What is mindfulness, and why should you make time for it in your life? LSA spoke with Professor Ram Mahalingam, a cultural psychologist, researcher, artist, and director of the Barger Leadership Institute. He teaches courses on gender psychology, the cultural psychology of immigrants, the psychology of mindfulness, and the psychology of films. And he thinks that small actions can have a profound impact.


LSA: What is mindfulness to you?

Ram Mahalingam: Mainstream mindfulness focuses on the growth of the individual—it’s seen as a self-enhancement tool. Whereas from the Buddhist or Eastern perspective, mindfulness is about realizing interconnectedness: my wellbeing depends on so many people's contributions to make me where I am now. Mindfulness practices [you have] should help us to recognize the dignity of other human beings.
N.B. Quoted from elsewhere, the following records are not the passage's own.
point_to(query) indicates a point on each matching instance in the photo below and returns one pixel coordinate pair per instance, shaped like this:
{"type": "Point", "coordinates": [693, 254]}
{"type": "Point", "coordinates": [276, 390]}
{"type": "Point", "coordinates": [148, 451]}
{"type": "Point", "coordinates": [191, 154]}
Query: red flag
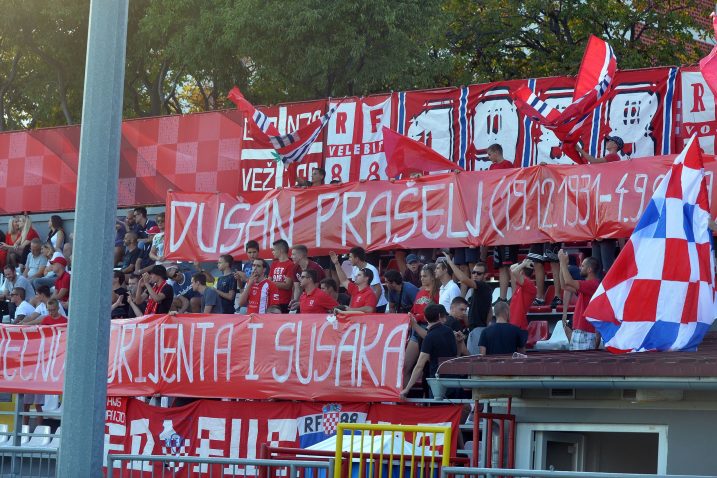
{"type": "Point", "coordinates": [405, 156]}
{"type": "Point", "coordinates": [708, 64]}
{"type": "Point", "coordinates": [595, 76]}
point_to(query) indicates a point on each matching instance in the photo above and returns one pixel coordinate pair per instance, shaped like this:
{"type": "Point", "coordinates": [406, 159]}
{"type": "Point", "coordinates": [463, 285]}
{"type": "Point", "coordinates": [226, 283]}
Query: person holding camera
{"type": "Point", "coordinates": [524, 292]}
{"type": "Point", "coordinates": [401, 294]}
{"type": "Point", "coordinates": [363, 298]}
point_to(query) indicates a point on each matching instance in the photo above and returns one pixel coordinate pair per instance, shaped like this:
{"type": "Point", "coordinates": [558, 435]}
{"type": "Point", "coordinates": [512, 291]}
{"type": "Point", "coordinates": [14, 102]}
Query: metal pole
{"type": "Point", "coordinates": [85, 390]}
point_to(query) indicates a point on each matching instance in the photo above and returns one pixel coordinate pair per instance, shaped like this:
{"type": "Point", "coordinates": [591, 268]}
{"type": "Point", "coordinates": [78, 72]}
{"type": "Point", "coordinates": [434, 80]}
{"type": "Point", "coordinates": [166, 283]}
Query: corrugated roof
{"type": "Point", "coordinates": [593, 363]}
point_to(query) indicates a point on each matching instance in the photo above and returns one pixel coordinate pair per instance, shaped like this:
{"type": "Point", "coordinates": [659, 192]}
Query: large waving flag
{"type": "Point", "coordinates": [708, 64]}
{"type": "Point", "coordinates": [406, 156]}
{"type": "Point", "coordinates": [292, 147]}
{"type": "Point", "coordinates": [660, 292]}
{"type": "Point", "coordinates": [595, 76]}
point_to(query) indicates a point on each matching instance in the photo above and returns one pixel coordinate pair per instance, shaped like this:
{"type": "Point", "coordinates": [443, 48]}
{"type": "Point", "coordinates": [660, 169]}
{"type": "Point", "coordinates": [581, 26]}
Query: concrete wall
{"type": "Point", "coordinates": [691, 426]}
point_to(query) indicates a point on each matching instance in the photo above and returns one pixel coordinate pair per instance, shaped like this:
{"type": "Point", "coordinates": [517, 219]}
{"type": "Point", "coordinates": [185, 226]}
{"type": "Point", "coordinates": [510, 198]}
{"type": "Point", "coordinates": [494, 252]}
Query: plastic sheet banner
{"type": "Point", "coordinates": [302, 356]}
{"type": "Point", "coordinates": [199, 152]}
{"type": "Point", "coordinates": [211, 429]}
{"type": "Point", "coordinates": [519, 206]}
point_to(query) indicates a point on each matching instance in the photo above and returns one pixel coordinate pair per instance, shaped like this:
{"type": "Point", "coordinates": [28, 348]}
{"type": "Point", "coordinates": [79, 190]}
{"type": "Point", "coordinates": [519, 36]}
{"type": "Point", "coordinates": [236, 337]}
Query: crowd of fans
{"type": "Point", "coordinates": [446, 293]}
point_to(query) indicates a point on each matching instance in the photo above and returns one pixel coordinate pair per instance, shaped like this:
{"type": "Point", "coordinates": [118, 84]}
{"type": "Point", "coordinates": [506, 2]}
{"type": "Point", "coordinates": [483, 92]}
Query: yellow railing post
{"type": "Point", "coordinates": [403, 429]}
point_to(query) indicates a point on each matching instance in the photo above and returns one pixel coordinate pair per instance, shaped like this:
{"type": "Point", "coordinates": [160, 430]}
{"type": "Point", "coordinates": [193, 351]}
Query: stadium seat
{"type": "Point", "coordinates": [544, 309]}
{"type": "Point", "coordinates": [537, 331]}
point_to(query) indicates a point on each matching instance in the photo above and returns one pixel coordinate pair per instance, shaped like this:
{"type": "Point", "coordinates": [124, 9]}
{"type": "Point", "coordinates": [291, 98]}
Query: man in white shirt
{"type": "Point", "coordinates": [449, 289]}
{"type": "Point", "coordinates": [357, 256]}
{"type": "Point", "coordinates": [36, 261]}
{"type": "Point", "coordinates": [22, 307]}
{"type": "Point", "coordinates": [42, 295]}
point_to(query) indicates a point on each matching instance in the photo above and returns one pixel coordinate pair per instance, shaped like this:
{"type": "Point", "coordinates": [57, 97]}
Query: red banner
{"type": "Point", "coordinates": [520, 206]}
{"type": "Point", "coordinates": [211, 429]}
{"type": "Point", "coordinates": [312, 357]}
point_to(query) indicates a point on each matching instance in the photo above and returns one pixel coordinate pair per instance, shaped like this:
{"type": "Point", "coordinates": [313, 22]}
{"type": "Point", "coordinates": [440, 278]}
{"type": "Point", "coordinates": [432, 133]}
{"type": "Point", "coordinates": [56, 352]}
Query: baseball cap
{"type": "Point", "coordinates": [159, 270]}
{"type": "Point", "coordinates": [59, 260]}
{"type": "Point", "coordinates": [617, 140]}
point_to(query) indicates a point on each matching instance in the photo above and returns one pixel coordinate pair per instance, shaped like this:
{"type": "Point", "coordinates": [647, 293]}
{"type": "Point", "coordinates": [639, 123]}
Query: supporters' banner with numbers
{"type": "Point", "coordinates": [313, 357]}
{"type": "Point", "coordinates": [261, 167]}
{"type": "Point", "coordinates": [517, 206]}
{"type": "Point", "coordinates": [354, 139]}
{"type": "Point", "coordinates": [209, 429]}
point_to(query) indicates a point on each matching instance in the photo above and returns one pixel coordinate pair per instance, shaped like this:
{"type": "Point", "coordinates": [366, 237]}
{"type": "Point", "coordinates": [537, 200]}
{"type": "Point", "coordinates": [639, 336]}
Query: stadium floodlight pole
{"type": "Point", "coordinates": [85, 390]}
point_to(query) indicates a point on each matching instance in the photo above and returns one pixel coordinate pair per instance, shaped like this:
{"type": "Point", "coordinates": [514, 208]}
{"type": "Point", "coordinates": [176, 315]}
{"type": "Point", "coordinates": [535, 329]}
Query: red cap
{"type": "Point", "coordinates": [59, 260]}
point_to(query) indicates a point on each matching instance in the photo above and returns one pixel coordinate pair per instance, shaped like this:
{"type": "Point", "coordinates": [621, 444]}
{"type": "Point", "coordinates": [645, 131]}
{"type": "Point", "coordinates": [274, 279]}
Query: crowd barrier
{"type": "Point", "coordinates": [456, 472]}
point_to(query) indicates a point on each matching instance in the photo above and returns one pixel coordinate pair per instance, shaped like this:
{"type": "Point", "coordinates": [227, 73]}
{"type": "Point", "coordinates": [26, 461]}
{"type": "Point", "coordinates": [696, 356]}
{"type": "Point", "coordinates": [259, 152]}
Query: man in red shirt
{"type": "Point", "coordinates": [613, 145]}
{"type": "Point", "coordinates": [583, 335]}
{"type": "Point", "coordinates": [314, 300]}
{"type": "Point", "coordinates": [54, 317]}
{"type": "Point", "coordinates": [260, 294]}
{"type": "Point", "coordinates": [507, 255]}
{"type": "Point", "coordinates": [524, 294]}
{"type": "Point", "coordinates": [363, 298]}
{"type": "Point", "coordinates": [282, 273]}
{"type": "Point", "coordinates": [62, 284]}
{"type": "Point", "coordinates": [300, 258]}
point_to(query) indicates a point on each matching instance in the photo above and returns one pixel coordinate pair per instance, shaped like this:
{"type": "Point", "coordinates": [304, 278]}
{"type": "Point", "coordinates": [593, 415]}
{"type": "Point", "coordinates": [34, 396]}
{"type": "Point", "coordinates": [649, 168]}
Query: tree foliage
{"type": "Point", "coordinates": [184, 55]}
So mindfulness is not just about how long you can meditate. Those things are important. But can you treat the other person with dignity? And treat yourself with dignity and treat Mother Nature with dignity?


LSA: How has your view of mindfulness evolved?

RM: Dr. B. R. Ambedkar [iconoclastic thinker and social justice leader] is my role model in many ways. He influenced my work [in the way that I think] about Buddhism and social change, how to think about the unity of other people, to see who they are as 3-D people.

My mindfulness framework is a very social justice-focused work, and I draw something from what the U.S. taught me. I’ve been teaching [topics] from multiculturalism to AI. The whole evolution of my approach to mindfulness happened over 30 years. While borrowing from my roots, I’m also embellishing what I get from here. My holistic framework combines Eastern ideas and Western approaches to social justice. I developed a sense of what works, and what I can do as a teacher.


LSA: How do you teach mindfulness in your classes?

RM: I use what I call the banyan tree mindset [to show] how rooted and connected you are. It has seven features; I use metaphors to talk about them—what I call the seven minds.

  1. The janitor’s mind: to be compassionate. If you really care for other people, think of the janitors who take care of the mess we make every day. Nobody wants to do the job, right?

  2. The cook’s mind: how to rejoice with other people’s happiness? It’s a sympathetic joy.

  3. The actor’s mind: how do you deal with negative capability, the idea that something is imperfect? How do I stay with it so that I can transform myself with compassion and so I can actually cultivate a deeper understanding?

  4. The weaver’s mind: situated intellectual awareness. My identities are situated and multilayered. The more you know that, the more you are likely to connect.

  5. The potter’s mind: also known as cultural humility, or what I can learn from you. Every potter will tell you whenever they’re firing [a vessel], they don’t know how it will look until it comes out. Every firing is a new learning experience.

  6. The artist’s mind: wonder, or how do you think about things in a new light? Such realization should lead to personal and social transformation. If I get to a position where I can make a change, I should work towards the change.

  7. The gardener’s mind: generosity. People always focus only on the material aspect of generosity. But I’m also looking at emotional generosity. Generosity is always about giving; it’s also about receiving.


LSA: How do you implement mindfulness?

RM: It’s always nice to see in movies or Zen stories about enlightenment. The real challenge starts only after that. I think everyday mindfulness is stimulating and challenging. I meditate every day for 30 to 40 minutes. I also do contemporary art and writing. I also teach different techniques in my mindful leadership course: how to reduce precarity, how to really commit yourself. These tools help me to really re-evaluate me, so that if I’m making a mistake, I don’t have to suppress or shy away from that. These practices helped me to see that, with some self-compassion, with some reflections, I can work towards improving my self-cultivation. That’s going to be helpful to other people, hopefully.


LSA: How do your students put mindfulness into practice?

RM: I teach a course called “Mindfulness and Engaged Living.” The first part is to learn what the major debates are. They really get a much more theoretical and methodological understanding of how [mindfulness] is studied. In the second part, I push them to practice. For seven weeks they practice every day: they do journaling, I give them prompts, and they write a reflection paper on what they learned. That’s a difficult part for them because I have to make them accountable. The last part is about how to develop a vision for dignity and make a mission statement about how I’m going to lead my life.

Take small steps. I’m not asking for grand: like solving the world’s hunger problem or global warming. So I ask students to start with a simple thing, like just saying hello to a janitor the next time you see them, because I worked as a janitor in this country as a grad student. I remind them how these people are invisible in our lives. They also make a commitment to apply what they learned in the class to an organization they like—a sorority, a company they work for, or some volunteer organization. So they really develop a vision to lead a life with dignity.